NTTドコモは、実証実験中の第5世代移動通信方式(5G)技術を使って、アニメ『ソードアート・オンライン』の世界を再現したVR(仮想現実)ゲームを公開した。東京スカイツリータウン(東京都墨田区)にあるイベント会場「5Gトライアルサイト」で、12月8~10日の3日間、事前募集で当選した300人が体験できた。記者も実際に体験してきた。
「ソードアート・オンライン レプリケーション」は、ドコモとバンダイナムコエンターテインメントが共同で開発した4人用のVRゲーム。プレイヤーはVR HMD(ヘッドマウントディスプレイ)の「HTC Vive」を装着し、両手に持った専用コントローラーで剣を振ったり、盾でガードしたりして他のプレーヤーと協力しながら遊べる。アトラクションの体験時間は15分ほど。3日間で300人の枠に対し、1万4604件の応募があったという。
ゲームが始まると、3Dキャラクターとして登場する主人公のキリトやアスナ、オリジナルキャラクターのミストとの会話パートが進行し、共にボスモンスターを倒しに行くストーリーが展開。メインとなる戦闘シーンでは、剣を振る前の“ため”動作によってソードスキルを発動させて攻撃したり、盾で攻撃を回避したりしながらボスモンスターを倒すことを目指す。
大きなボスモンスターが目の前を動き回るシーンは迫力満点。途中、仲間が死亡するシーンの絶望感もかなりのものだった。VRを存分に堪能するコンテンツとして、これほどまでに適したタイトルはそうそう無いだろう。

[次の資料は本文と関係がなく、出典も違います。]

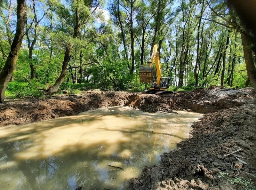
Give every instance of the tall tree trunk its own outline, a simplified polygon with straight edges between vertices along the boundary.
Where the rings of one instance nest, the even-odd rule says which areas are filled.
[[[65,49],[65,55],[64,56],[64,59],[63,60],[63,63],[62,65],[61,68],[61,72],[60,74],[59,77],[56,82],[52,88],[49,88],[48,93],[50,94],[53,94],[57,92],[59,90],[60,85],[63,82],[65,76],[67,73],[67,67],[68,64],[69,62],[70,59],[70,56],[69,54],[71,51],[71,49],[73,47],[73,44],[69,43],[68,44],[67,47]]]
[[[232,68],[231,69],[231,72],[230,73],[230,75],[229,78],[229,79],[231,80],[230,83],[230,86],[232,86],[233,85],[233,78],[234,78],[234,67],[235,67],[235,63],[236,62],[236,57],[235,55],[233,58],[233,59],[232,60]]]
[[[150,54],[152,53],[153,51],[153,48],[154,47],[155,44],[156,43],[156,34],[158,31],[158,24],[159,23],[159,20],[160,19],[160,14],[161,8],[161,3],[162,0],[159,0],[158,1],[158,5],[157,5],[157,10],[156,12],[156,19],[155,20],[155,31],[154,31],[154,35],[153,36],[153,39],[152,40],[152,44],[151,45],[151,49],[150,51]]]
[[[29,50],[29,55],[28,58],[29,59],[29,66],[30,67],[31,72],[30,73],[30,78],[33,79],[35,78],[35,68],[33,64],[33,53],[34,46],[36,42],[37,39],[37,30],[38,29],[38,22],[37,21],[37,17],[36,14],[36,4],[35,2],[35,0],[32,1],[33,3],[33,10],[34,12],[34,15],[35,16],[35,30],[34,31],[34,38],[30,44],[30,40],[28,36],[28,29],[27,27],[27,19],[26,19],[26,35],[28,38],[28,46]],[[39,21],[40,22],[40,21]]]
[[[76,24],[74,27],[74,33],[73,36],[73,38],[74,39],[76,38],[78,36],[80,28],[82,26],[81,24],[79,24],[78,14],[78,10],[76,9]],[[59,78],[57,79],[56,82],[52,87],[49,88],[47,92],[48,94],[52,94],[57,92],[60,88],[60,85],[64,80],[67,73],[67,67],[68,67],[68,65],[70,60],[70,52],[73,46],[73,44],[70,43],[69,43],[67,45],[65,49],[65,55],[64,56],[64,59],[63,60],[60,75]]]
[[[218,71],[219,71],[220,64],[220,60],[221,59],[221,57],[222,57],[222,51],[223,50],[223,44],[221,44],[220,46],[220,57],[219,58],[219,60],[218,60],[218,62],[217,63],[217,66],[216,67],[216,69],[215,70],[215,72],[214,72],[214,75],[213,75],[214,77],[215,76],[216,74],[218,73]]]
[[[79,80],[79,83],[81,84],[82,83],[82,80],[83,78],[83,72],[82,71],[82,58],[83,57],[83,53],[82,53],[82,52],[80,52],[80,67],[79,67],[79,73],[80,74],[80,79]],[[83,80],[83,81],[84,80]]]
[[[118,23],[119,23],[119,26],[120,28],[120,29],[121,30],[121,34],[122,35],[122,36],[123,43],[124,44],[124,49],[125,56],[126,59],[126,60],[127,61],[127,64],[128,66],[128,68],[129,69],[129,70],[130,70],[130,67],[128,61],[129,60],[129,59],[128,58],[128,52],[127,52],[127,47],[126,47],[126,42],[125,41],[125,39],[124,36],[124,29],[123,27],[123,24],[121,21],[121,19],[120,18],[120,15],[119,12],[119,0],[117,0],[117,17],[118,21]]]
[[[75,83],[77,83],[77,72],[76,72],[76,69],[75,69]]]
[[[241,36],[247,75],[251,83],[256,91],[256,67],[254,62],[252,51],[250,49],[252,45],[250,41],[242,33],[241,33]]]
[[[228,47],[228,43],[229,42],[229,33],[230,33],[230,30],[228,30],[228,36],[227,38],[227,42],[226,42],[226,47],[224,52],[223,53],[223,66],[222,69],[222,72],[221,72],[221,78],[220,80],[220,86],[223,87],[224,85],[224,74],[225,74],[225,69],[226,69],[226,51]]]
[[[131,33],[131,51],[132,54],[132,67],[131,68],[130,73],[133,75],[134,72],[134,34],[133,34],[133,0],[131,0],[131,14],[130,15],[130,32]]]
[[[247,80],[245,82],[245,83],[244,84],[244,88],[247,88],[248,87],[248,86],[249,85],[249,84],[250,83],[250,80],[249,79],[249,78],[248,78]]]
[[[206,83],[206,82],[207,82],[207,76],[209,75],[209,73],[210,73],[211,70],[212,68],[212,67],[213,67],[213,66],[215,65],[215,63],[216,62],[216,61],[217,61],[217,59],[218,59],[218,57],[219,57],[219,54],[220,54],[220,52],[221,51],[221,49],[222,48],[222,44],[221,44],[220,46],[220,48],[219,48],[219,51],[218,51],[218,52],[217,53],[217,55],[216,56],[216,58],[215,58],[215,59],[214,60],[214,62],[212,63],[212,66],[211,67],[210,69],[209,69],[209,70],[208,71],[208,72],[205,75],[205,80],[204,80],[204,83],[202,84],[202,85],[201,86],[201,88],[203,88],[204,86],[204,85]],[[213,69],[214,68],[213,68]]]
[[[25,0],[17,1],[16,33],[6,62],[0,73],[0,102],[3,102],[4,100],[4,92],[14,70],[22,43],[25,26],[26,7]]]
[[[203,12],[204,11],[204,0],[203,0],[202,2],[202,8],[201,9],[201,13],[200,14],[200,17],[199,18],[199,22],[198,24],[198,28],[197,28],[197,46],[196,48],[196,65],[195,66],[194,69],[194,76],[195,76],[196,80],[196,88],[197,88],[198,85],[198,73],[197,73],[197,67],[199,61],[199,45],[200,44],[199,34],[200,33],[200,26],[201,25],[201,20],[202,16],[203,16]]]
[[[146,33],[146,28],[143,27],[142,29],[142,42],[141,42],[141,54],[140,55],[140,66],[143,66],[143,62],[144,60],[144,46],[145,44],[145,33]],[[145,86],[146,87],[146,86]],[[146,87],[145,87],[146,88]]]
[[[33,51],[33,48],[31,47],[29,49],[29,54],[28,58],[29,58],[29,66],[30,67],[30,70],[31,70],[30,75],[30,77],[31,79],[33,79],[35,78],[35,68],[34,68],[34,65],[33,65],[33,57],[32,57]]]
[[[51,31],[52,31],[52,16],[51,16],[51,23],[50,24],[50,28]],[[49,59],[49,62],[48,63],[48,66],[47,67],[47,71],[46,73],[46,83],[49,82],[49,74],[50,71],[50,66],[52,62],[52,50],[53,50],[53,43],[52,41],[51,40],[51,49],[50,50],[50,58]]]

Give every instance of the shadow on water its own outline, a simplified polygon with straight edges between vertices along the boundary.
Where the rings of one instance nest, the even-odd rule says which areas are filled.
[[[187,138],[188,125],[202,115],[182,114],[175,119],[118,107],[2,127],[0,186],[6,190],[122,189],[143,167],[159,163],[161,153]]]

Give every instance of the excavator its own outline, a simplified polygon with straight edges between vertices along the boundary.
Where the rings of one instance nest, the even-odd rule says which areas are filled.
[[[151,83],[150,90],[146,91],[147,94],[162,93],[163,91],[167,92],[170,87],[170,78],[162,76],[162,67],[158,49],[157,44],[155,44],[150,59],[147,62],[147,67],[142,67],[140,69],[140,82]],[[154,62],[156,68],[156,76],[155,76],[155,69],[153,67]]]

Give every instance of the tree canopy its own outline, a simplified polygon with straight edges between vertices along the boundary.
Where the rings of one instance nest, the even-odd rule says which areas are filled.
[[[171,79],[172,90],[212,85],[243,88],[251,85],[249,78],[254,78],[256,73],[255,36],[232,2],[26,3],[17,63],[10,82],[2,84],[8,84],[6,96],[40,96],[61,92],[60,89],[73,93],[95,89],[142,91],[139,68],[145,66],[155,44],[163,75]],[[18,31],[19,7],[14,0],[0,3],[2,73]],[[251,81],[253,86],[254,83]]]

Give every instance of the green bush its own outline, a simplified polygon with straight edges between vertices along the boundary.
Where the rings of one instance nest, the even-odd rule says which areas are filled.
[[[40,89],[45,89],[46,86],[40,83],[36,80],[32,80],[31,83],[10,82],[8,84],[5,94],[7,96],[18,95],[18,97],[33,96],[40,97],[43,94]]]

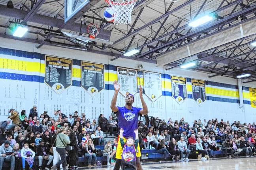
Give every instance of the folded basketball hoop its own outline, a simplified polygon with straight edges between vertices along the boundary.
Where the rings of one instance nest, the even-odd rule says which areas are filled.
[[[138,0],[105,0],[114,11],[114,24],[128,24],[132,22],[132,12]]]

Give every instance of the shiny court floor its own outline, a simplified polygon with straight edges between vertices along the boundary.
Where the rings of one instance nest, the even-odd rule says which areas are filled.
[[[243,158],[224,159],[207,161],[193,161],[188,162],[174,162],[147,163],[142,165],[143,170],[256,170],[256,158]],[[101,168],[94,167],[90,168],[83,168],[80,170],[112,170],[113,167]]]

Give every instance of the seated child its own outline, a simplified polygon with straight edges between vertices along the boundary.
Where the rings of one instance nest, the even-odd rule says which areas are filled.
[[[120,143],[123,151],[122,153],[121,167],[122,170],[136,170],[136,153],[138,152],[137,148],[139,144],[138,131],[134,130],[135,140],[132,137],[128,138],[124,144],[123,138],[124,129],[120,129]]]
[[[28,148],[28,144],[24,144],[24,146],[21,151],[21,156],[22,159],[22,168],[25,170],[26,161],[29,165],[30,170],[33,170],[32,166],[34,163],[34,158],[35,157],[35,152]]]

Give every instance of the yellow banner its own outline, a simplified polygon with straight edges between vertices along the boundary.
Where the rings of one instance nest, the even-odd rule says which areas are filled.
[[[251,101],[251,106],[252,107],[256,108],[256,89],[249,88],[249,94]]]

同ゲームは、9月の東京ゲームショウ2017で開発が表明されていた。ドコモが2020年に実用化を目指す5Gは高速、大容量、低遅延という特徴を持ち、現行の4Gに比べて約10倍高速になる。一般に5Gの特徴を分かりやすく伝えるため、ドコモはVRゲームに着目。「VRといえば、ソードアート・オンラインだろう」(同社)と、バンダイナムコとの共同プロジェクトがスタートしたという。

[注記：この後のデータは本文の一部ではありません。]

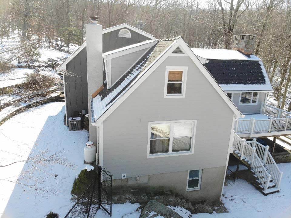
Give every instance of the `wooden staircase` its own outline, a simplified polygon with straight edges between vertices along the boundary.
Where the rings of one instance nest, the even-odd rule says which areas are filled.
[[[234,134],[233,154],[250,170],[262,193],[267,195],[279,191],[283,173],[269,152],[269,146],[259,143],[256,139],[246,141]]]

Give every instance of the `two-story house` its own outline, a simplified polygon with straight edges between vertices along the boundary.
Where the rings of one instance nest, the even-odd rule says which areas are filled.
[[[97,163],[112,174],[114,187],[219,200],[233,147],[265,192],[279,190],[282,173],[268,172],[267,164],[276,165],[267,150],[257,154],[259,144],[239,137],[259,137],[252,135],[256,117],[274,114],[265,104],[273,89],[262,61],[247,53],[253,36],[236,36],[236,50],[191,49],[181,37],[157,39],[125,24],[102,30],[91,18],[86,44],[59,69],[69,72],[67,118],[89,112]],[[268,128],[259,134],[279,130]]]

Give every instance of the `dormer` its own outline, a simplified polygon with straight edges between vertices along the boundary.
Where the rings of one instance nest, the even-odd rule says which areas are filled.
[[[157,41],[145,41],[104,53],[107,88],[112,87]]]

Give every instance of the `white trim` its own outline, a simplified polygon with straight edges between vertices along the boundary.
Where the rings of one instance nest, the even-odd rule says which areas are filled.
[[[142,57],[148,51],[149,51],[149,49],[150,49],[150,48],[149,48],[149,49],[147,49],[146,51],[145,51],[144,53],[143,53],[142,54],[142,55],[141,55],[140,57],[139,57],[139,58],[138,58],[137,60],[139,60],[140,59],[142,58]],[[119,78],[118,78],[118,79],[116,81],[115,81],[115,82],[114,82],[114,83],[113,83],[113,84],[112,84],[112,85],[111,85],[111,87],[113,86],[114,85],[114,84],[115,84],[115,83],[116,83],[117,82],[117,81],[118,81],[120,79],[121,79],[121,78],[123,76],[123,75],[124,75],[126,73],[127,73],[127,72],[128,72],[128,71],[129,71],[129,70],[130,70],[131,69],[131,68],[132,68],[132,67],[133,67],[134,66],[134,65],[135,65],[136,63],[136,62],[135,62],[134,63],[133,63],[133,64],[132,64],[132,65],[131,66],[130,66],[128,69],[127,69],[126,70],[126,71],[125,71],[125,72],[124,72],[124,73],[123,73],[123,74],[122,74],[122,75],[121,76],[120,76],[119,77]]]
[[[241,104],[240,103],[240,98],[242,97],[242,93],[243,92],[246,92],[246,93],[247,93],[248,92],[249,93],[252,93],[252,99],[250,100],[250,102],[252,102],[253,101],[253,97],[254,95],[254,93],[256,92],[258,93],[258,95],[257,96],[257,101],[256,103],[250,103],[249,104]],[[259,101],[259,93],[258,92],[248,92],[248,91],[243,91],[242,92],[240,93],[240,94],[239,95],[239,105],[257,105],[258,104],[258,102]]]
[[[125,32],[121,33],[121,31]],[[128,29],[123,28],[119,31],[119,32],[118,33],[118,37],[122,38],[131,38],[131,34],[130,33],[130,31]]]
[[[114,31],[119,29],[120,29],[126,27],[126,28],[131,29],[132,31],[134,31],[140,34],[144,35],[144,36],[148,37],[151,39],[156,39],[156,38],[152,35],[151,35],[149,33],[142,31],[136,27],[131,26],[127,24],[123,24],[120,25],[115,26],[109,27],[109,28],[104,29],[102,30],[102,34],[106,33],[112,31]],[[57,68],[57,69],[59,70],[66,70],[66,65],[69,62],[75,57],[79,54],[83,48],[86,46],[87,45],[87,42],[85,42],[83,44],[80,45],[80,47],[78,48],[77,50],[75,51],[71,54],[70,56],[66,59],[63,62],[62,64]]]
[[[189,54],[189,57],[196,64],[197,67],[201,71],[206,78],[208,80],[218,94],[221,96],[222,99],[226,102],[229,107],[232,110],[237,118],[243,117],[243,115],[234,104],[222,89],[219,86],[207,70],[205,67],[194,54],[190,47],[188,46],[183,39],[180,38],[176,41],[170,45],[165,51],[162,53],[157,58],[156,60],[149,66],[144,72],[144,74],[141,78],[133,84],[131,85],[128,90],[124,94],[119,97],[116,101],[102,115],[95,120],[95,121],[98,123],[97,125],[108,117],[113,112],[126,98],[138,87],[155,70],[156,68],[169,55],[175,50],[176,46],[180,45],[183,47],[185,51]]]
[[[172,140],[173,135],[173,128],[172,124],[175,123],[192,123],[192,130],[191,132],[191,145],[189,151],[176,151],[172,152]],[[169,152],[165,153],[159,153],[155,154],[150,154],[149,149],[151,139],[151,126],[152,124],[169,124],[170,125],[170,142],[169,145]],[[157,121],[156,122],[149,122],[148,129],[148,146],[147,151],[147,158],[153,157],[161,157],[170,156],[177,156],[186,154],[193,154],[194,153],[194,144],[195,141],[195,136],[196,132],[196,126],[197,124],[197,120],[186,120],[171,121]],[[171,145],[172,145],[172,146]]]
[[[146,41],[118,48],[104,53],[102,54],[102,57],[106,59],[111,59],[146,48],[149,48],[152,47],[157,41],[157,39]]]
[[[85,41],[83,44],[80,46],[80,47],[77,48],[77,50],[74,51],[72,54],[68,57],[57,68],[57,70],[67,70],[67,64],[75,56],[78,54],[79,52],[81,51],[86,47],[87,45]]]
[[[99,129],[99,144],[98,148],[99,153],[99,164],[101,167],[103,166],[103,123],[100,124],[98,126]]]
[[[182,74],[182,82],[181,83],[182,84],[182,88],[181,90],[182,93],[181,94],[167,94],[167,93],[168,90],[168,84],[169,83],[168,80],[169,72],[171,70],[182,71],[183,72]],[[168,66],[166,67],[166,75],[165,77],[165,84],[164,88],[164,98],[185,97],[185,95],[186,94],[186,85],[187,80],[187,73],[188,71],[188,67],[169,67]]]
[[[197,169],[196,170],[199,170],[199,180],[198,183],[198,187],[197,188],[188,188],[188,183],[189,182],[189,174],[190,170],[188,170],[188,175],[187,176],[187,184],[186,187],[186,191],[195,191],[195,190],[200,190],[201,187],[201,179],[202,177],[202,169]]]
[[[132,31],[134,31],[140,34],[144,35],[145,36],[147,37],[148,38],[149,38],[152,39],[156,39],[156,38],[155,38],[155,37],[152,35],[146,32],[143,31],[136,27],[135,27],[134,26],[130,25],[129,24],[125,23],[120,24],[113,27],[109,27],[109,28],[104,29],[102,30],[102,33],[107,33],[111,32],[111,31],[124,28],[127,28],[130,30],[131,30]]]

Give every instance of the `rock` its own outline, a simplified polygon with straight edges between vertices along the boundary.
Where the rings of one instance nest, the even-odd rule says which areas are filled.
[[[33,71],[35,72],[39,72],[40,71],[40,69],[38,68],[35,68]]]
[[[49,62],[54,62],[55,61],[57,61],[54,59],[53,59],[51,58],[48,58],[48,61]]]
[[[154,200],[151,200],[146,205],[140,217],[152,218],[159,215],[165,218],[181,218],[181,216],[174,210]]]

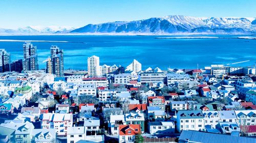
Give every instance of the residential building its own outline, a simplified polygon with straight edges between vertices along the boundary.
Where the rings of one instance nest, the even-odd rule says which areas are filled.
[[[67,136],[68,127],[73,126],[72,113],[44,113],[40,120],[41,128],[55,128],[57,136]]]
[[[126,67],[125,71],[134,71],[138,73],[141,71],[141,64],[134,59],[133,62]]]
[[[111,101],[114,96],[116,96],[116,91],[115,90],[99,90],[98,91],[98,96],[99,101]]]
[[[95,77],[100,75],[100,67],[99,66],[99,58],[96,55],[89,57],[87,59],[88,75]]]
[[[23,69],[22,59],[11,63],[10,71],[15,71],[20,73]]]
[[[140,125],[140,131],[141,133],[144,131],[144,114],[142,113],[126,113],[125,115],[125,121],[126,125],[129,124],[139,124]]]
[[[155,82],[164,82],[166,75],[164,72],[142,72],[139,74],[139,81],[147,83]]]
[[[85,127],[69,127],[67,130],[67,142],[75,143],[80,140],[85,140],[86,129]]]
[[[36,46],[33,46],[30,42],[23,44],[23,70],[34,71],[38,70]]]
[[[172,101],[170,102],[170,109],[172,111],[187,109],[187,104],[185,101]]]
[[[134,136],[140,134],[140,125],[120,125],[119,126],[119,142],[134,142]]]
[[[175,82],[183,82],[189,80],[190,77],[188,74],[167,73],[165,78],[165,83],[169,85]]]
[[[56,75],[56,77],[64,76],[64,60],[63,50],[57,46],[52,45],[50,48],[50,61],[47,63],[48,73]]]
[[[245,101],[246,102],[252,102],[256,105],[256,92],[249,91],[246,93]]]
[[[177,115],[177,129],[202,131],[204,129],[204,117],[201,110],[179,110]]]
[[[11,56],[5,49],[0,49],[0,72],[10,71]]]
[[[151,122],[148,123],[150,134],[172,134],[175,133],[175,125],[173,122]]]
[[[165,109],[165,101],[163,96],[151,96],[147,97],[148,106],[159,107],[161,110]]]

5Gの技術が生かされているのは、4人マルチプレイの実装部分だ。プレイヤーそれぞれが遠隔地にいると想定した4台のクライアントPCから、マルチプレイヤー用の同期サーバにデータを送り、同期させたデータを送り返す処理を5Gで行っているという。
一緒にプレイしていた他のプレーヤーも自身の横に登場し、戦闘中の動きがリアルタイムに反映される。次世代の通信技術が実用化すれば、データ量が大きいオンラインVRゲームでも、アクション性の高いゲームが期待できる。

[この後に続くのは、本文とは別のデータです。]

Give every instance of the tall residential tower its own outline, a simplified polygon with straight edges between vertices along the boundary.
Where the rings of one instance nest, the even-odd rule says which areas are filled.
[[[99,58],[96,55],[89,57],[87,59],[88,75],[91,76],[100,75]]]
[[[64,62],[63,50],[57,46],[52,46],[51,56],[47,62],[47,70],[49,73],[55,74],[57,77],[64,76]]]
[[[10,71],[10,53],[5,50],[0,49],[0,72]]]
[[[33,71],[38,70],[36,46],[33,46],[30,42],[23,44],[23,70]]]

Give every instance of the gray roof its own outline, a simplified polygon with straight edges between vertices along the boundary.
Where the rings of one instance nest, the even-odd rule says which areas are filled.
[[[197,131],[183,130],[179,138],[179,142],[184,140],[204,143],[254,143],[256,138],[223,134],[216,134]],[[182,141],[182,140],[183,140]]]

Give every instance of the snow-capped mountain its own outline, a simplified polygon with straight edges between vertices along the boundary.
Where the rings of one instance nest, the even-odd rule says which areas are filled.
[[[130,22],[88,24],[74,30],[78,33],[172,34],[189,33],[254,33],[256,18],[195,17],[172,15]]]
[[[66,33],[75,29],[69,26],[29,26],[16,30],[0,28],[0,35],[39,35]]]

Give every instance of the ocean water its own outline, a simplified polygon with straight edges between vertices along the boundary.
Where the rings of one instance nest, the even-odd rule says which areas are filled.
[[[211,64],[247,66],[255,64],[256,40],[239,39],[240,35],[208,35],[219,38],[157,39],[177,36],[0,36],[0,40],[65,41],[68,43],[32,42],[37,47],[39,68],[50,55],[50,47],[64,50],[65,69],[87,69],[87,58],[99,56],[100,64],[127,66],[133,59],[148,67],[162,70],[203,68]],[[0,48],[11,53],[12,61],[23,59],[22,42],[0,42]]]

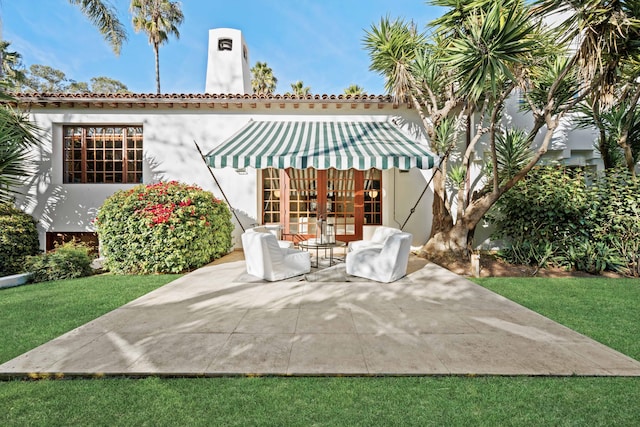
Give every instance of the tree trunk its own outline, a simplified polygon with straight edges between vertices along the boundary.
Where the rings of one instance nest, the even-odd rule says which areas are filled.
[[[448,230],[437,232],[420,251],[420,256],[426,258],[443,254],[461,258],[469,257],[469,229],[466,221],[457,221]]]
[[[156,91],[160,95],[160,46],[155,45],[153,52],[156,54]]]
[[[431,206],[432,222],[431,222],[431,234],[429,239],[432,239],[436,234],[440,232],[447,232],[453,227],[453,217],[451,212],[447,208],[446,201],[444,199],[444,175],[440,171],[435,172],[433,177],[433,204]]]

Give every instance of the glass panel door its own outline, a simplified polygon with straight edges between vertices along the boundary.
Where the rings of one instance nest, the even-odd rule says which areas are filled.
[[[264,169],[262,223],[281,224],[284,238],[316,237],[322,219],[337,240],[362,238],[363,224],[381,223],[380,171]]]
[[[315,169],[287,169],[288,212],[285,233],[306,239],[316,234],[318,174]]]
[[[353,240],[356,235],[356,191],[354,170],[326,171],[326,217],[338,240]]]

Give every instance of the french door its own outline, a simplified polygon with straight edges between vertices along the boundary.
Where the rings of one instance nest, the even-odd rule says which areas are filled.
[[[377,169],[264,169],[263,223],[281,224],[285,238],[299,241],[315,237],[323,220],[337,240],[359,240],[365,223],[382,223],[381,184]]]

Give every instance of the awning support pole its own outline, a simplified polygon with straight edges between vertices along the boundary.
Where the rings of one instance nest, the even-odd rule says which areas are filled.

ドコモは、HTC Vive(高性能VR機器)が無くても、5Gの技術とモバイルVR機器を組み合わせ、いつでもどこでも高品質なゲームが楽しめる環境を整えたい考えだ。
次世代技術をアピールするために、企業がVRゲームを題材にしたソードアート・オンラインとコラボするのはこれが初めてではない。16年3月には日本アイ・ビー・エム(以下、日本IBM)が、コグニティブコンピューティングと呼ぶAI(人工知能)技術やクラウド技術の要素を取り入れたVRコンテンツを公開し、作品のファンだけでなく技術者やギークにも話題を呼んだ。
ドコモの森永宏二課長(コンシューマビジネス推進部 デジタルコンテンツサービス ゲームビジネス担当)は今回のコラボについて次のように話す。
「ストーリーを重視し、ゲームとして体感いただくことを目指した。(IBMは)ソードアート・オンラインとのコラボによってクラウド技術をPRされていたが、われわれは線(通信)の部分をPRする狙い。アプローチとしては近い」
今回のVRゲームはこのイベントだけの限定公開だが、ユーザーから要望があれば次の展開も検討していきたいという。